To put this into perspective, Slate’s Will Oremus compares Quakebot’s initial coverage to the later human-amended variant of the story.
Quakebot:
A shallow magnitude 4.7 earthquake was reported Monday morning five miles from Westwood, California, according to the U.S. Geological Survey. The temblor occurred at 6:25 a.m. Pacific time at a depth of 5.0 miles.
According to the USGS, the epicenter was six miles from Beverly Hills, California, seven miles from Universal City, California, seven miles from Santa Monica, California and 348 miles from Sacramento, California. In the past ten days, there have been no earthquakes magnitude 3.0 and greater centered nearby.
Human:
Seismologists say Monday's magnitude 4.4 temblor near Westwood could mark the beginning of the end for L.A.'s years-long “earthquake drought.”
Typically, they would expect a 4.4-sized earthquake about once a year in the Los Angeles Basin, but that hasn't happened for years.
“We don’t know if this is the end of the earthquake drought we’ve had over the last few years, and we won’t know for many months,” said Caltech seismologist Egill Hauksson.

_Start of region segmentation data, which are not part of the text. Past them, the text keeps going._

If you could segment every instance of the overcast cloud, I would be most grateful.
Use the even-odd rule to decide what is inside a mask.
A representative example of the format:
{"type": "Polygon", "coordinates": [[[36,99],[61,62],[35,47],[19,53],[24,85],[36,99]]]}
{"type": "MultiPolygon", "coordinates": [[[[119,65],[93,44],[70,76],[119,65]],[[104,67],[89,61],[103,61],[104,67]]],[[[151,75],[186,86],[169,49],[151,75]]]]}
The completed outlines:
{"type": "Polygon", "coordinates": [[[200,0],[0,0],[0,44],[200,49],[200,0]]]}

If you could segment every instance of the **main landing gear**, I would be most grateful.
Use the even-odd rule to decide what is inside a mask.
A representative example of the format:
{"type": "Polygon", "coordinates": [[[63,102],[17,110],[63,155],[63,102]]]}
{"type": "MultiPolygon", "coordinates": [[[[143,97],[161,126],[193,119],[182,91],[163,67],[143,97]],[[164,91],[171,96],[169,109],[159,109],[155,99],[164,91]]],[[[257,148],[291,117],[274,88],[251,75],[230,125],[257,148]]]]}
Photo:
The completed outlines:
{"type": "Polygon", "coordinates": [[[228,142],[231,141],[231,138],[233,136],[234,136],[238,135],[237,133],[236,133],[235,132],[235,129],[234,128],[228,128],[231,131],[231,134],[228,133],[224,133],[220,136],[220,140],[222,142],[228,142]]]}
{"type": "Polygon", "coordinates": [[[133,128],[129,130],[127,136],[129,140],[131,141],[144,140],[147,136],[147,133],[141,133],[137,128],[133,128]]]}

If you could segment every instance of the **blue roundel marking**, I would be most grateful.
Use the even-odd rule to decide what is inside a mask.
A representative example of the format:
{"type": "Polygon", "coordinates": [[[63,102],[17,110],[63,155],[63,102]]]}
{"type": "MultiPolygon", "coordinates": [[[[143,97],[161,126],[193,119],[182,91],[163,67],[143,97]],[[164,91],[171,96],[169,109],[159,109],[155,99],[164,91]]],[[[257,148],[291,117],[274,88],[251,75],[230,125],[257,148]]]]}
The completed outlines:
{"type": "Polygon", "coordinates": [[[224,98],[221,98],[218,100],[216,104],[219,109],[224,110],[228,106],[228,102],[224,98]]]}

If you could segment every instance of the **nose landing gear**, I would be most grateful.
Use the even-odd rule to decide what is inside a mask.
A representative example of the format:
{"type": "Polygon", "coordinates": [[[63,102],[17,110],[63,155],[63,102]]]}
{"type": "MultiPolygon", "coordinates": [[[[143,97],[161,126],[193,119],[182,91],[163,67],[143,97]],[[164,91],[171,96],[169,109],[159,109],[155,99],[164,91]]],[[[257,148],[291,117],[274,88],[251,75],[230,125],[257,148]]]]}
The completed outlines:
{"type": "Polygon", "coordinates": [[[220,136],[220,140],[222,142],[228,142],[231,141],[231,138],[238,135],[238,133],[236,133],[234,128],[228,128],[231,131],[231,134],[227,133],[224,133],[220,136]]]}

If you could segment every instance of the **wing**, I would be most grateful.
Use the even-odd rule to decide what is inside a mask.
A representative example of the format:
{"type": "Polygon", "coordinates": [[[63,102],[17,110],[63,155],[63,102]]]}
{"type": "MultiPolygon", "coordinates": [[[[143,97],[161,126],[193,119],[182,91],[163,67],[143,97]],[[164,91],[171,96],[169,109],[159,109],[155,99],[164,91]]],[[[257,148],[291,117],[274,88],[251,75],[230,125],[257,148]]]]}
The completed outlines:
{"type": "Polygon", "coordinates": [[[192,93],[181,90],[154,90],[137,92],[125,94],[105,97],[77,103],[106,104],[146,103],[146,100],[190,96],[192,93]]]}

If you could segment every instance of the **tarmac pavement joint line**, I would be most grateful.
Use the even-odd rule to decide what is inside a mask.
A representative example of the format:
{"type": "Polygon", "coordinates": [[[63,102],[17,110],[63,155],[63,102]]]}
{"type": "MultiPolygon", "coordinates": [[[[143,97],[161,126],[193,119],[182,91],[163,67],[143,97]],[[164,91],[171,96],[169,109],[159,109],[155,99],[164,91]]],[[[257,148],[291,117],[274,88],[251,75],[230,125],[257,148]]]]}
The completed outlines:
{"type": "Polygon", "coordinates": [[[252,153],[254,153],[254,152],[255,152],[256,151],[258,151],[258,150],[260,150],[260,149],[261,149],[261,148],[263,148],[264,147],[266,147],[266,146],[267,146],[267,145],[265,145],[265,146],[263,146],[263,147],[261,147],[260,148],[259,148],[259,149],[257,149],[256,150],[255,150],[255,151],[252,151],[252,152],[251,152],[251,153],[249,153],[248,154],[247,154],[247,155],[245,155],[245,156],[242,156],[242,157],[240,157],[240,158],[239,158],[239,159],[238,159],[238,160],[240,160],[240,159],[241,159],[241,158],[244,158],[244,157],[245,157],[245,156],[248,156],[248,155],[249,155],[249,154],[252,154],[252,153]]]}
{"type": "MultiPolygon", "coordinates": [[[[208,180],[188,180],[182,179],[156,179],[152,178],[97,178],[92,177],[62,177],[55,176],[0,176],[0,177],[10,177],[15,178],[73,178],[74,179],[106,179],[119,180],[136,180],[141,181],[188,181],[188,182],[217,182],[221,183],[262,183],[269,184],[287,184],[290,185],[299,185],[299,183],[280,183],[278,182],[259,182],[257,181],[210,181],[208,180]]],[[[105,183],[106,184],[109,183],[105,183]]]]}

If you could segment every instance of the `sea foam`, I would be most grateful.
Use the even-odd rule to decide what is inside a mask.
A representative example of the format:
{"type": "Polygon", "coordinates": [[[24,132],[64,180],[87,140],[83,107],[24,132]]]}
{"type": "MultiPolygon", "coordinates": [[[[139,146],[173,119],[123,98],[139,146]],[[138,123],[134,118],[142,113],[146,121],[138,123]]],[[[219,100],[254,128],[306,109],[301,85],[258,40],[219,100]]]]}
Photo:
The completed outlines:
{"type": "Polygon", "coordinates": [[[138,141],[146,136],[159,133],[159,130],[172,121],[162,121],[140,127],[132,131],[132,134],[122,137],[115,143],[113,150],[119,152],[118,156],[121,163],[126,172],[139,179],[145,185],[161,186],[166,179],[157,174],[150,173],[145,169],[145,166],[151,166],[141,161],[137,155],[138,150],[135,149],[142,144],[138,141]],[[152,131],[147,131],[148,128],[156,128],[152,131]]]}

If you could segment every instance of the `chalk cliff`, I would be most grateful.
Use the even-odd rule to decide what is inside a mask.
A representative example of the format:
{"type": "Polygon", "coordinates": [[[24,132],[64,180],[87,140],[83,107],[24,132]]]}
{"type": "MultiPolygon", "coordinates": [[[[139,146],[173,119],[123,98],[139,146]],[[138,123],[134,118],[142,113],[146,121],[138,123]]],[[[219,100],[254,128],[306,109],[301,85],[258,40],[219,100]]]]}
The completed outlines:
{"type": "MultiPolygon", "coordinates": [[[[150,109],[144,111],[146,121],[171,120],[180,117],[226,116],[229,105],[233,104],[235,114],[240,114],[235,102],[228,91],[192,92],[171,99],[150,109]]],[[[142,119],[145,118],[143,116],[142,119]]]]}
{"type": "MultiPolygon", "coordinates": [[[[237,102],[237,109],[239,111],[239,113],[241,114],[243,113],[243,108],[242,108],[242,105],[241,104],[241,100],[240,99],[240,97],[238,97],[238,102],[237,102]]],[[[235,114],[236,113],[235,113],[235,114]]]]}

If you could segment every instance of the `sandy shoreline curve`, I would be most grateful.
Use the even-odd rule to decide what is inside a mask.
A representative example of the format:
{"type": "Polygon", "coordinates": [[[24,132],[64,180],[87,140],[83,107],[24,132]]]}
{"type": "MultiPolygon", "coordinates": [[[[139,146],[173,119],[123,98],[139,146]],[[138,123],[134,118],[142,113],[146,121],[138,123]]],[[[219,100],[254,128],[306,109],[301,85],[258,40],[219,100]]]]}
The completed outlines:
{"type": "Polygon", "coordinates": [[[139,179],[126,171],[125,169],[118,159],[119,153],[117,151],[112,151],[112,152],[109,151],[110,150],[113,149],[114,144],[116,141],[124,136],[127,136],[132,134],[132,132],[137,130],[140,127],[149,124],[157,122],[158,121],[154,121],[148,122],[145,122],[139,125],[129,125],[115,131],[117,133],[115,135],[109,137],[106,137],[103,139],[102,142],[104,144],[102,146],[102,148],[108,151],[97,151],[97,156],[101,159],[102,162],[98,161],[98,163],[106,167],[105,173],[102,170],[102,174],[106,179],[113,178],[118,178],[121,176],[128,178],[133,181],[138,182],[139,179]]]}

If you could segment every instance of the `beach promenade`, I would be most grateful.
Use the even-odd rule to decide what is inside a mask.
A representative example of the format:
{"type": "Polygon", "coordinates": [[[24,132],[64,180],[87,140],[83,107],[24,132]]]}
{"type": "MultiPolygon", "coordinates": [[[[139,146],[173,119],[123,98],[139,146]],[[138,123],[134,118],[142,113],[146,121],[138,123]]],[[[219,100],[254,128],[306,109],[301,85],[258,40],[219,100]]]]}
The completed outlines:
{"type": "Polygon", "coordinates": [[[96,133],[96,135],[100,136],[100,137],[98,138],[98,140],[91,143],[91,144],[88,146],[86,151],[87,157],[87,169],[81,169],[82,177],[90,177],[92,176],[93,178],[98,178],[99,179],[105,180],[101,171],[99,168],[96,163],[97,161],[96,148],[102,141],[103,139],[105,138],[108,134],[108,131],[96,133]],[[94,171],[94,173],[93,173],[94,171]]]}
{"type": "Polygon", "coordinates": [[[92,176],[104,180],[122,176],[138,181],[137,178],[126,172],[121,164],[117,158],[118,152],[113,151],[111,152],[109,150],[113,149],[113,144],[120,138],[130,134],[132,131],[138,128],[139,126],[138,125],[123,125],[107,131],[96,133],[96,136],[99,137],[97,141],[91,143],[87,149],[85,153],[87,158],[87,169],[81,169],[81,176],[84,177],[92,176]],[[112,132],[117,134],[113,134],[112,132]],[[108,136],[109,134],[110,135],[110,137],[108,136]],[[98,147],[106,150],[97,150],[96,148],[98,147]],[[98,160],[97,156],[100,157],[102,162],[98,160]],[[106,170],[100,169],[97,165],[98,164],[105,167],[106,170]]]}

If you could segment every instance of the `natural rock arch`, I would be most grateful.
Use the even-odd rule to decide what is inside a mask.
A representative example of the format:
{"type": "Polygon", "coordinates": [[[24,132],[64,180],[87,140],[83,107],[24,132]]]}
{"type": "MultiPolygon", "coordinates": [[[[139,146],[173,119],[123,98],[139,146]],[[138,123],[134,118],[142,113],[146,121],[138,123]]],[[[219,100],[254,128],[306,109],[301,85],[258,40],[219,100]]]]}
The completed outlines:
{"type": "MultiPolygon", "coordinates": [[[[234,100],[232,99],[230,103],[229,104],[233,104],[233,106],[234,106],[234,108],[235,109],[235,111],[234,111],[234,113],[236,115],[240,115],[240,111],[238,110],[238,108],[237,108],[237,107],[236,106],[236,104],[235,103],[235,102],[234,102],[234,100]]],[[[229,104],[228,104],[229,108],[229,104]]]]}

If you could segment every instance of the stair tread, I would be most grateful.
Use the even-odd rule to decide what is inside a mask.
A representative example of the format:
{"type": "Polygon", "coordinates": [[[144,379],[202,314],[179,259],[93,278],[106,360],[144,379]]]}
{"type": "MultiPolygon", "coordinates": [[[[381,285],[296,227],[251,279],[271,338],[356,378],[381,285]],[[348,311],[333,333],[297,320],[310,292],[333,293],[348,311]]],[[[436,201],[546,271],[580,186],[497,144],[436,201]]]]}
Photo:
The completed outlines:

Supplemented with quotes and background information, the human’s prose is immediately discernable; it is far more interesting to read (in my opinion). Ken Schwencke shares similar sentiments, “the way I see it is, it doesn't eliminate anybody's job as much as it makes everybody's job more interesting,” yes, far more interesting because all the initial boring details can be automated.
Quakebot is not his first; Schwencke has actually dabbled in automating news briefs long before Quakebot was programmed, having modeled a similar “cookie-cutter news” method of reporting crime statistics LA Time’s coverage area. Similarly, sports publics have also experimented with algorithm-driven approaches. This is simply a matter of efficiency where it is needed.